Marty’s photos of the day #2755: With this being Christmas week, I’m dedicating it to Catholic-related photos I shot in Italy and Spain. While visiting both countries, I thoroughly enjoyed all the opulent Catholic sights. That being said, how can a religion based on a book whose main character railed against the rich, turn around and waste so much money on vast displays of wealth? Isn’t it a wee bit hypocritical for the Catholic Church to preach “It’s easier for a camel to go through the eye of a needle than for a rich man to enter into the kingdom of God,” while doing the exact opposite themselves?

This is what I wrote about the subject in my first book, Cool Creatures, Hot Planet: Exploring the Seven Continents:

“Roman Catholicism became Spain’s established religion in the sixth century, and it remained that way (except for a brief period) until 1978, when the country’s new constitution declared an end to state religion. The Catholic Church’s long history of wealth and power was on display wherever I looked. Whether it was a store selling silver scepters, golden chalices, and precious metal accessories for the well-dressed priest or the extreme opulence in the cathedrals, all the gold and silver I’d seen in my life up to that point would be a mere speck compared to what I saw in a single afternoon in Madrid. . . . . Many of the churches had massive pillars, soaring arches, beautiful gold-framed antique paintings, colorful stained-glass domes inlaid with gold, huge gold and silver pipe organs, and elaborate stations where you could drop in coins to light electric candles. Even the doors, most with intricate three-dimensional artwork, were remarkable sights. Imagine the good the churches could of done if they had invested their money into helping the poor instead of decorating their buildings.”

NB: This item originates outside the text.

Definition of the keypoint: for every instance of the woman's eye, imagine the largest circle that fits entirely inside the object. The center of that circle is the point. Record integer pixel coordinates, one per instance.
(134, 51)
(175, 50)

Today’s photos are of the Florence Cathedral (Duomo di Firenze) in Florence, Italy. This was one of the most impressive buildings I’ve seen while traveling all seven continents. Even with my camera lens set to its widest, I could never get more than a fraction of the building into frame. These eight photos still omit wide sections of the cathedral. Construction began in 1296 and was completed in 1436.